Pepper Robot Real-Time Multimodal Dialogue Framework: A Fusion Practice of End-to-End Voice Interaction and Agent Control

This article introduces an open-source Android framework that deeply integrates modern end-to-end voice large models with the Pepper humanoid robot, enabling natural language control of robot navigation, visual analysis, and interactive entertainment, and providing a complete open-source solution for human-robot interaction research.

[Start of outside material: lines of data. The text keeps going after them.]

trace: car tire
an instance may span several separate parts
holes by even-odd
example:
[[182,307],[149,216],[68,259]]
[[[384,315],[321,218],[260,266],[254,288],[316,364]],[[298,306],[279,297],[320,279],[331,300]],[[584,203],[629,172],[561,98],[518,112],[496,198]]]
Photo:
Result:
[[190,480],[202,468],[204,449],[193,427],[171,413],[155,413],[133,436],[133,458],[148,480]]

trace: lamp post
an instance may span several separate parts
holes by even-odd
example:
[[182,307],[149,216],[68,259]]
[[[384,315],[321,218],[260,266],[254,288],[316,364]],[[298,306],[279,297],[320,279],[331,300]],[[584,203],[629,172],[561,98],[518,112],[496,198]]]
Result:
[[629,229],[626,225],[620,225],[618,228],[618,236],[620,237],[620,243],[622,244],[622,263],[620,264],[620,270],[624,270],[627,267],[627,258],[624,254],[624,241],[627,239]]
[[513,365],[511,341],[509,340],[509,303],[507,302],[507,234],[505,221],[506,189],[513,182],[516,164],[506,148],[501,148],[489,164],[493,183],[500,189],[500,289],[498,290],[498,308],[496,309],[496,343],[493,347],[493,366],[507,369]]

Pepper机器人多模态交互端到端语音模型Realtime APIGemini LiveFunction Calling自主导航人机交互开源框架智能体控制

Published 2026-04-29 21:05Recent activity 2026-04-29 21:20Estimated read 7 min

Pepper Robot Real-Time Multimodal Dialogue Framework: A Fusion Practice of End-to-End Voice Interaction and Agent Control

Section 01

[Introduction] Core Introduction to the Open-Source Project of Pepper Robot Real-Time Multimodal Dialogue Framework

This article introduces the open-source Android framework pepper-android-realtime-chat, which deeply integrates end-to-end voice large models such as OpenAI Realtime API and Google Gemini Live with the Pepper humanoid robot, enabling functions like natural language-controlled navigation, visual analysis, and interactive entertainment. The project supports deployment on Pepper hardware and ordinary Android devices, was presented at the 2026 HRI Conference, and provides a complete open-source solution for human-robot interaction research.

Section 02

[Background] Trend of Integration Between Humanoid Robots and Large Models and Project Positioning

The combination of humanoid robots and large language models is redefining the boundaries of human-robot interaction. As a classic platform, Pepper can exhibit strong interactive capabilities by integrating with modern AI technologies. This project introduces end-to-end voice large models into Pepper, builds a multimodal interaction system, supports independent Android deployment, and provides flexibility for developers and researchers.

Section 03

[Technical Architecture] Dual-Mode Construction Strategy and Modern Android Tech Stack

The project adopts a dual-construction strategy:

Pepper Mode: Integrates NAOqi OS via QiSDK, supporting hardware functions such as navigation, gestures, and sensors;
Standalone Mode: Adapts to ordinary Android devices, simulating robot functions to lower the development threshold. The tech stack includes Kotlin, Jetpack Compose, Hilt, Gradle 8.13, etc., and is compatible with Pepper Android 6.0 (API 23).

Section 04

[Core Capabilities] Key Features of the Multimodal Interaction System

Voice Interaction

Supports models like OpenAI Realtime API, Azure OpenAI, xAI Grok, Google Gemini Live, providing low-latency dialogue, multilingual support, and instant language switching.

Visual Perception

Integrates room mapping and autonomous navigation, supporting natural language commands (e.g., "Move forward 2 meters") and intelligent target approach functions.

Visual Analysis

Can adjust head posture to capture images, analyze the environment via visual large models, and Gemini Live supports real-time video stream dynamic perception.

Tactile Interaction

Responds to touch events from sensors on the head, hands, etc., triggering natural dialogue responses.

Section 05

[Agent Control] Function Implementation from Dialogue to Action

Navigation and Mapping

Supports mapping, saving locations (e.g., "Save as kitchen") and fuzzy matching error correction (e.g., correcting "dormitory" to "doorway").

Gaze Control

Precisely controls head posture via natural language commands (e.g., "Look at 1 meter above 2 meters to the left").

Event Rule Engine

Configures perception events to trigger interactions (e.g., greeting when a person approaches), supporting conditional filtering and dynamic template variables.

Interactive Applications

Built-in voice-controlled games like Tic-Tac-Toe and Memory Flip Card, a dynamic quiz generator, and practical tools such as real-time search and weather query.

Section 06

[Perception System] Human Perception Dashboard and Privacy Compliance

The project develops a custom human perception system that detects people in the field of view in real time, providing tracking IDs, distance estimation, gaze judgment, and facial recognition (processed locally, compliant with GDPR/CCPA). The visual dashboard includes a personnel list, radar view, and facial database management interface.

Section 07

[Development and Deployment] Convenient Development Experience and Multi-Scenario Support

Deployment steps are simple: Clone the repository → Configure API keys → Select build mode → Deploy to Pepper or Android device via ADB. Supports multi-API access such as OpenAI Direct, Azure OpenAI, xAI Grok, Google Gemini, and provides a one-click deployment solution for local facial recognition servers using Docker+SSH.

Section 08

[Conclusion] Promotion of Open-Source Ecosystem to Human-Robot Interaction Innovation

The pepper-android-realtime-chat project provides an experimental platform for HRI research, a multimodal AI development case for developers, and an innovative tool for educators. Open-source infrastructure will help more innovative applications integrating AI and robots, promoting the development of the human-robot interaction field.